The 2022 version of the Steelers do not.

The NFL's youngest offense — the only starter over 26 is Watt, who hasn't played more than seven offensive snaps in a game all season — doesn’t have someone who's “been there, done that” to lean on.

That void has thrust rookie quarterback Kenny Pickett and second-year running back Najee Harris into prominent leadership positions perhaps earlier than they anticipated.

“We need to look each other in the eyes and get it turned around,” said Pickett, who has two touchdowns against eight interceptions.

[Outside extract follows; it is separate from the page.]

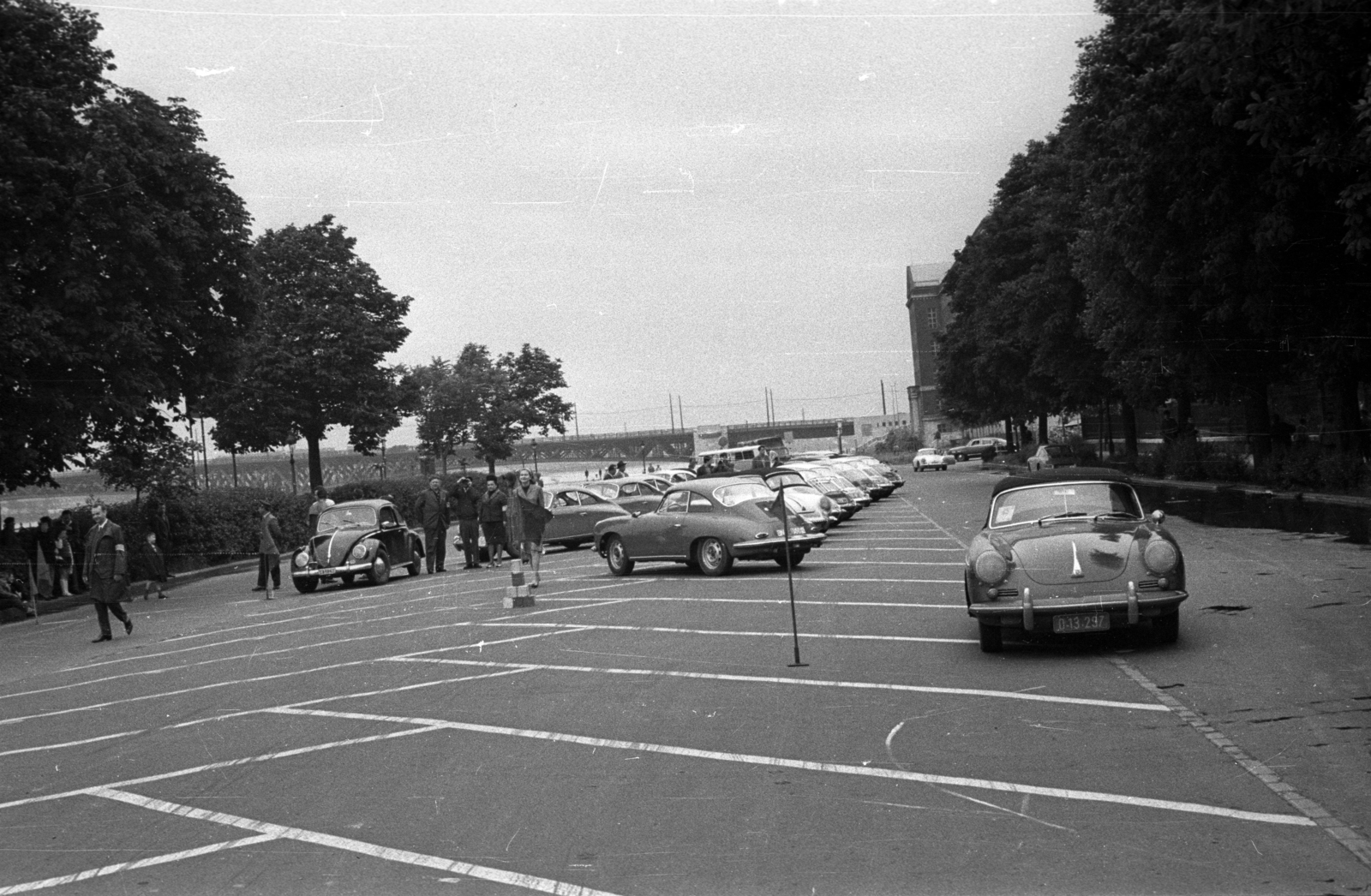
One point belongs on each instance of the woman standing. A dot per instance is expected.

Until then the Steelers are likely to, as the Boyz II Men's New jack swing classic goes , keep “spinning around and around.”

WHAT'S WORKING

The schedule. While it will take far more than a week to fix the wide variety of issues the Steelers are facing, the break at least provides a chance for Tomlin and the coaching staff to hit the reset button.

WHAT'S NOT

Pretty much everything else. The defense that was supposed to be dominant has fluctuated between “good but not great” and “highly gettable” without all-everything outside linebacker T.J. Watt. The offense lacks an identity because it can't run the ball effectively or push the ball downfield. Whatever thin margin for error the Steelers needed to work within to be competitive in 2022 is long gone.

STOCK UP

Rookie running back Jaylen Warren stayed in a hotel room during training camp, unsure whether he'd make the team as an undrafted free agent. He went looking for an apartment 30 minutes after finding out he'd made the 53-man roster, signing a six-month lease. He likely will get a chance to extend that to a year as he continues to impress with his quickness and fearlessness.

STOCK DOWN

Minkah Fitzpatrick is one of the best safeties in the league. Yet he is being asked to do so much every mistake he makes as the last line of defense gets magnified. He misjudged the ball on Hurts' first touchdown pass to A.J. Brown, letting Brown turn what could have been an interception into a surprisingly easy score.

INJURIES

Watt is close to a return after missing the past seven games with a torn left pectoral. The reigning Defensive Player of the Year should give a pass rush that's been largely ineffectual in his absence a boost. ... DT Larry Ogunjobi will get a week off to get healthy. ... Same for K Chris Boswell, though last-second replacement Nick Sciba made all three kicks he attempted in his NFL debut.

KEY NUMBER

11-4: Pittsburgh's record after a bye under Tomlin

UP NEXT

A second-half schedule that looks — on paper anyway — not as daunting as the first half, beginning with a visit by New Orleans on Nov. 13.